Internal private messaging apps are on the rise for businesses, and for good reason. Doctors chatting with nurses on a different floor during a hospital emergency. Maintenance repairmen coordinating in the field using iPads.
No matter the industry or scenario, better communication almost always equals better results.
Enabling teams and employees to communicate and collaborate better seems like a no-brainer. But while the advantages to private message tech are immense, it’s critical to also be aware of the risks. Internal messaging can improve productivity and collaboration, but if you’re not careful, you’ll leave yourself open to things like cyber threats or compliance issues.
Before you dive into implementing any private, internal messaging technology or apps within your enterprise, here are the risks and rewards you need to consider.
Reward: Enhanced Collaboration
One of the most significant features of private messenger apps and technology is that team communication can take place instantaneously. A standard feature of most secure enterprise messaging apps is the ability to segment users into specific group chats in the form of team or room conversations.
This makes team communication and collaboration more instantaneous, productive, and dynamic. Rather than lengthy and confusing email strings – often containing people not relevant to the conversation – private messaging is clear and takes place in real-time. The ability to easily include things like photos and files, as well as tag other users, takes team collaboration to the next level.
Risk: Cybersecurity Threats
Many enterprise organizations need to handle, work with, and transmit what’s considered sensitive and valuable information via B2B private messaging apps. Defence contractors or government military, for instance, might need to communicate classified information between teams to coordinate missions or activities. The same goes for other industries like the financial and healthcare sectors.

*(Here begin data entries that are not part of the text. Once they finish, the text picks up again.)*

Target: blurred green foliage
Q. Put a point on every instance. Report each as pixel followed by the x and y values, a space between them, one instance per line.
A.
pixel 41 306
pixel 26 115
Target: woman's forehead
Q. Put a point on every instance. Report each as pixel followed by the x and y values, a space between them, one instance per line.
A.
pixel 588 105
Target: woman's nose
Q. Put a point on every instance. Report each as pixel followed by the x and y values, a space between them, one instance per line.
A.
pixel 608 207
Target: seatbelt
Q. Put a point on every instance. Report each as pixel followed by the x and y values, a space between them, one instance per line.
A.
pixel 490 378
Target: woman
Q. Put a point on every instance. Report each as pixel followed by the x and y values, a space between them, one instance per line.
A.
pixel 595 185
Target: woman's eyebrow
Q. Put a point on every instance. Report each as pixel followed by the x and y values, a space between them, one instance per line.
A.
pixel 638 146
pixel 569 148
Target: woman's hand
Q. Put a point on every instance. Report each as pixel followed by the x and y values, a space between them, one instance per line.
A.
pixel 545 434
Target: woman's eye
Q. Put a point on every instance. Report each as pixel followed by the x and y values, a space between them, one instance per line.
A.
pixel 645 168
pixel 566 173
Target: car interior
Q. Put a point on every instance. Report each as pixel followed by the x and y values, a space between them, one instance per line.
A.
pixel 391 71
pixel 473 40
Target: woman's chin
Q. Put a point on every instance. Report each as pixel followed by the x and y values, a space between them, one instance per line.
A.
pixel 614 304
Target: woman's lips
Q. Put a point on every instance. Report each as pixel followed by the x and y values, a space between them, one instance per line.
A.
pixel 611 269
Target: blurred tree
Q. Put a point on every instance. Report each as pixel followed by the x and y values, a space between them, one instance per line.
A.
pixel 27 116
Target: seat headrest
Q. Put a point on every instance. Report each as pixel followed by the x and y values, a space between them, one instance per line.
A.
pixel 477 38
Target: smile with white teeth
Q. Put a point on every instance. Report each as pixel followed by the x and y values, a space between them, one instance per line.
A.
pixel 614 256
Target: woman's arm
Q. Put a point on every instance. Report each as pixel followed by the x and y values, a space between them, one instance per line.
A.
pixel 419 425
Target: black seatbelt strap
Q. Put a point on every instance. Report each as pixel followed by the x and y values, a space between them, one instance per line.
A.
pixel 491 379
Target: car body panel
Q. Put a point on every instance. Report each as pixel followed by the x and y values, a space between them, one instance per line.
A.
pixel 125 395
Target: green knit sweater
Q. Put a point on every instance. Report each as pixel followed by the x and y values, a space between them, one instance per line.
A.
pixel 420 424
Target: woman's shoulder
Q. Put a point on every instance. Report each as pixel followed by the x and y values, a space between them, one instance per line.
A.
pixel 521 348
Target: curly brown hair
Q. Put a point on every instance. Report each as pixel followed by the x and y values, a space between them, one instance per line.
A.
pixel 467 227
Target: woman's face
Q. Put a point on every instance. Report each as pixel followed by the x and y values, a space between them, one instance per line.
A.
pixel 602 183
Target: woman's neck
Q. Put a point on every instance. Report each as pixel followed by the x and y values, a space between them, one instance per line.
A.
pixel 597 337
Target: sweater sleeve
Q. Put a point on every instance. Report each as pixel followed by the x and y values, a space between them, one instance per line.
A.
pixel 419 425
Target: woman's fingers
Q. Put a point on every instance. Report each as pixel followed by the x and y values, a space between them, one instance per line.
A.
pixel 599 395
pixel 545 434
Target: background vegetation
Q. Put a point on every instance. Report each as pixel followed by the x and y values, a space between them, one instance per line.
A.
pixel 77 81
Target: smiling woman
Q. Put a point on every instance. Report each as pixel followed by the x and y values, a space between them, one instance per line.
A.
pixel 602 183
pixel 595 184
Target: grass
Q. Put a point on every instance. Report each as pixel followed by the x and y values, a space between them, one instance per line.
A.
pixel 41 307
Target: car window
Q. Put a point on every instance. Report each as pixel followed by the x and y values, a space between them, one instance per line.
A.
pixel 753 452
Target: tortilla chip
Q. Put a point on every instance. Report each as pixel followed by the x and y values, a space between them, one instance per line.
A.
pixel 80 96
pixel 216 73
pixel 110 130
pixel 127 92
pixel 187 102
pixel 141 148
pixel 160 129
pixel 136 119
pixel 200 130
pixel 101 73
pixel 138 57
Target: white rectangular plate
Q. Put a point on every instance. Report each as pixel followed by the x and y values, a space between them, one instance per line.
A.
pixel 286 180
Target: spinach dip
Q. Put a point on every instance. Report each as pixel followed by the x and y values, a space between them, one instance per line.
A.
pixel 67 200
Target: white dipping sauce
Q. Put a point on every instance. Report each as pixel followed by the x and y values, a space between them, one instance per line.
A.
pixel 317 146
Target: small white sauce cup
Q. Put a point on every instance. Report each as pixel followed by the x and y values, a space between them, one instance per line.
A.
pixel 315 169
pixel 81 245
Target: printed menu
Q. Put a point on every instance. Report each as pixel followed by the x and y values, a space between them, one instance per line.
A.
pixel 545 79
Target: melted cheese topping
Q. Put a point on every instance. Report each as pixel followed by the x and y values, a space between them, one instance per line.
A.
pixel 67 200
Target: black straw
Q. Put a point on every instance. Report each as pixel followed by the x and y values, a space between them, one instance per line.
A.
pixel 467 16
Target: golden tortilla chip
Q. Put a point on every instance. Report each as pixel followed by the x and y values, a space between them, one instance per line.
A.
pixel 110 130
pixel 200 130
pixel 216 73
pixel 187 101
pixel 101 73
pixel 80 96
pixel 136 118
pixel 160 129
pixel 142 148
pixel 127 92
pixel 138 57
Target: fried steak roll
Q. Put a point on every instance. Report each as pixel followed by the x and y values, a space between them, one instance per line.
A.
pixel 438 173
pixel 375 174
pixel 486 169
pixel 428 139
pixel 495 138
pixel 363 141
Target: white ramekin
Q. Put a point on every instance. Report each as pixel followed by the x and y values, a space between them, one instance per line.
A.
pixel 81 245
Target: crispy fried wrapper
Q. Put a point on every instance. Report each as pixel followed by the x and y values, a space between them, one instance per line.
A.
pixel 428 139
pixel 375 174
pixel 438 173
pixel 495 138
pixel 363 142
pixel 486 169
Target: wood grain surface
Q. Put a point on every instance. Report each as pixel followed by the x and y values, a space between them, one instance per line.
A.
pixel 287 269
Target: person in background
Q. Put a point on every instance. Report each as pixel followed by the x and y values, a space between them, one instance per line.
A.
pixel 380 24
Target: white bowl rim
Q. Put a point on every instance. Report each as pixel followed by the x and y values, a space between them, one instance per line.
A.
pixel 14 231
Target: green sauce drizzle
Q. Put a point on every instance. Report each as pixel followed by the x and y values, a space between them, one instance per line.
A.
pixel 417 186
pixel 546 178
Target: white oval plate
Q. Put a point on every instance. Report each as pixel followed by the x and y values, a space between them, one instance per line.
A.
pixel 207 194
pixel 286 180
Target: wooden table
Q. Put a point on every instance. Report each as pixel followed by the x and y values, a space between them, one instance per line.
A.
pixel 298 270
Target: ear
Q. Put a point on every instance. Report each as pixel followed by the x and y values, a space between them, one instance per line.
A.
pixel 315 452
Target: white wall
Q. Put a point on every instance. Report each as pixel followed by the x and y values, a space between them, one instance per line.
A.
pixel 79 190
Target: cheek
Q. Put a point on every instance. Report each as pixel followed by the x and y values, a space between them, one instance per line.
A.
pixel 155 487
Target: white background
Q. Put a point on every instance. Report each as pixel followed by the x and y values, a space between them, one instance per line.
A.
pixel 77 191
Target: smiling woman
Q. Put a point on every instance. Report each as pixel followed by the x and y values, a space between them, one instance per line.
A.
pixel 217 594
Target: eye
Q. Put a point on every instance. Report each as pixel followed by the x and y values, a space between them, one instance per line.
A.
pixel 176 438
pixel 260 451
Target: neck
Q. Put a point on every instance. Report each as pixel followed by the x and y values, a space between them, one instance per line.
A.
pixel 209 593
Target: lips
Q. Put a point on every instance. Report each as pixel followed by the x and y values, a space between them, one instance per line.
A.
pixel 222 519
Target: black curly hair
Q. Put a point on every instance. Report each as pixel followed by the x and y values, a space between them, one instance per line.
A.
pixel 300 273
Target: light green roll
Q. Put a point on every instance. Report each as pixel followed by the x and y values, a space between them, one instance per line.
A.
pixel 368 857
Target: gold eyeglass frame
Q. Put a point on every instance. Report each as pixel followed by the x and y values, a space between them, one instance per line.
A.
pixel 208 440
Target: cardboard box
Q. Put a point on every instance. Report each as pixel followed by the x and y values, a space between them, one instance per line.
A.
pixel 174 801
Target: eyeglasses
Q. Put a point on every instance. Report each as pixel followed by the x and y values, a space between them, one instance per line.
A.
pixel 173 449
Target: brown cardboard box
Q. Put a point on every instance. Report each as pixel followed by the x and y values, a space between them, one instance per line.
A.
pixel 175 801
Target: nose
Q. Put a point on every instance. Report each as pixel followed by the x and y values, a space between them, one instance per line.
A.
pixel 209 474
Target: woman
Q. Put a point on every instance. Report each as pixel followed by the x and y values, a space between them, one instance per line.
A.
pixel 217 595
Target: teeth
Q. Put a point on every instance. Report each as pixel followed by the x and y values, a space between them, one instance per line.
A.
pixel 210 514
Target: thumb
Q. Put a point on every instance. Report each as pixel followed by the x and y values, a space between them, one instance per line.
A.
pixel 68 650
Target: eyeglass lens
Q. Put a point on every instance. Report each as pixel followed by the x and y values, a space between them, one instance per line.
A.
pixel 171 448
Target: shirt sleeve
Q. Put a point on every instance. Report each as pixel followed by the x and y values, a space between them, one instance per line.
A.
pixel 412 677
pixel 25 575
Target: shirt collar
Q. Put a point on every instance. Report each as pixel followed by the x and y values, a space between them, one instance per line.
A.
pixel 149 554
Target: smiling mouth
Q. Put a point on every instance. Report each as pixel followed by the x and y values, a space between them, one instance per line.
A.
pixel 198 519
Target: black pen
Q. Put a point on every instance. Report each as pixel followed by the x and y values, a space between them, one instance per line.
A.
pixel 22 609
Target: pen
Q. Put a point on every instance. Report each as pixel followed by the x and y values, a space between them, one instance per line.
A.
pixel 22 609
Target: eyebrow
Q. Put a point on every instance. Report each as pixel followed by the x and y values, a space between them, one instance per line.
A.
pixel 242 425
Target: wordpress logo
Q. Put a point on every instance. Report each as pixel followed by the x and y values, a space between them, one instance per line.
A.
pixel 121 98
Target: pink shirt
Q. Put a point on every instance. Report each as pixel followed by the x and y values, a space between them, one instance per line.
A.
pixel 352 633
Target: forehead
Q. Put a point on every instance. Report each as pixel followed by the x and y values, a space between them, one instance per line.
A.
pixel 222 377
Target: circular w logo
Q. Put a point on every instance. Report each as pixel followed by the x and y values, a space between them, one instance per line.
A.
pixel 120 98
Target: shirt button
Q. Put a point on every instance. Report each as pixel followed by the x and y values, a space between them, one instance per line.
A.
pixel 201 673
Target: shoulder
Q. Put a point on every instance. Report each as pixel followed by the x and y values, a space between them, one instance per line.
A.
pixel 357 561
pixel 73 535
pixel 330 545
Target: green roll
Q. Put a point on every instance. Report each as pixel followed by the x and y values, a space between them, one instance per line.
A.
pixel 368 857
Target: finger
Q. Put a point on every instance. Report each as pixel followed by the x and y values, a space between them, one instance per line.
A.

The problem is, hackers and cybercriminals recognise how valuable this information can be and often target private messaging users for cyber theft.
The reality is that not all internal messaging technology created is equal from a security standpoint, so choosing the wrong one can be fatal. For instance, many businesses aren’t aware that some supposedly “private” messaging apps are not end-to-end encrypted, and therefore extremely risky for businesses.
Reward: Integration Capabilities
Nobody likes using a plethora of different apps, platforms, and communication channels to get their job done. But with traditional communication channels like email and phone, this often becomes the reality. Business users are stuck going back and forth between their email, customer relationship management (CRM), and other tools to simply log communication or find the information they need.
Most private messaging technology now integrates with a variety of different tools and systems to streamline day-to-day workflow and make life easier for everyone. Internal messaging integration capabilities are growing at a rapid rate that should only continue in 2020 and beyond. CRM systems, SQL databases, and chatbots are just the tip of the iceberg in terms of what private messaging integration will look like in the future.
Risk: Data Ownership
Data ownership isn’t just a concern – and hotly debated topic – in the consumer world. People who use apps like Facebook Messenger or WhatsApp are now realising that for the most part, they lack ownership over data communicated on those platforms. What many enterprise users fail to realise is that this is all too often the case with B2B messaging apps.
Private messaging app providers often use the cloud to facilitate internal communications on their platform. Therefore, you can’t be 100 per cent sure that data belongs to your business and yours alone. Aside from simply not being in sole control of all communication data that takes place, lack of ownership may prevent you from accessing prior messages in the event of an emergency because you’ll need legal permission.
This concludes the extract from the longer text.